この差はどこから生まれるのだろう? この両者が拉致されるに至った状況や危険にさらされた状況、拉致した側と拉致された側双方の背景にあった主張、解放に至った経緯や解放された後の行動には実のところほとんど差がないにも関わらず、である。
一つ考えられるのは、最初3人が拉致され、拉致した側が「自衛隊イラクからの撤退」を要求していると伝えられるやいなや、彼/彼女らの解放を求める側がいわば犯人側の要求を無条件で飲むように強硬に要求していた(実際には拉致された3人の無事解放を第一に考えるあまりの過剰な反応であったと思うのだが)ことが反感を買ったのではないか、ということだ。
私自身、最近なんとなく形成されているように見える「被害者(およびその関係者)のいうことは無条件でかつ最大限に尊重されなければならない」という風潮にはぼんやりとではあるが反感を感じている。例えば、ある大事件によって理不尽に親族を失った遺族が、法律の定めるところを越えて加害者を過剰に懲罰することを要求する(たとえその心情は十分に理解できるとしても)こと、そしてそれがあたかも当然の権利であるように主張することには、やはり危惧を禁じ得ない。要するに、「あんたそんなに偉いのか?」という疑問である。

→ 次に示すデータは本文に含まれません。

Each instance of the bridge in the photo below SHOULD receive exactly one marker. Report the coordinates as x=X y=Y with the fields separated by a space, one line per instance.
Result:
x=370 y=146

被害者の権利がまだ十分には保護されていない、被害者が主張できる場は限られている、というのは理解している。しかしだからといって、いかに理不尽な被害者となったとはいえ、そしていかに犯人が許されないような犯罪者だったとしても、法治国家において法律の域を越えた刑罰を要求するようなことが許されるのであろうか。
このような、いわば「過剰な被害者の主張」に対する反感と並んで、今回の拉致被害者両者に対する反応の違いの背景には、「プロ意識の差」のようなものがあるのではないだろうか。
さきの3人は、素人目に見ても「ボランティアの素人」に見えた。経験の多寡という意味ではなく、姿勢として「素人臭さ」が感じられた。それに対してその後で拘束された2人は「地に足が着いた」ようなというか、「プロとしての覚悟」が確立しているように見えたのである。
確たる根拠があるわけではない、私の印象に過ぎないのだが、こんなところも態度の違いの背後にあるのではないだろうか。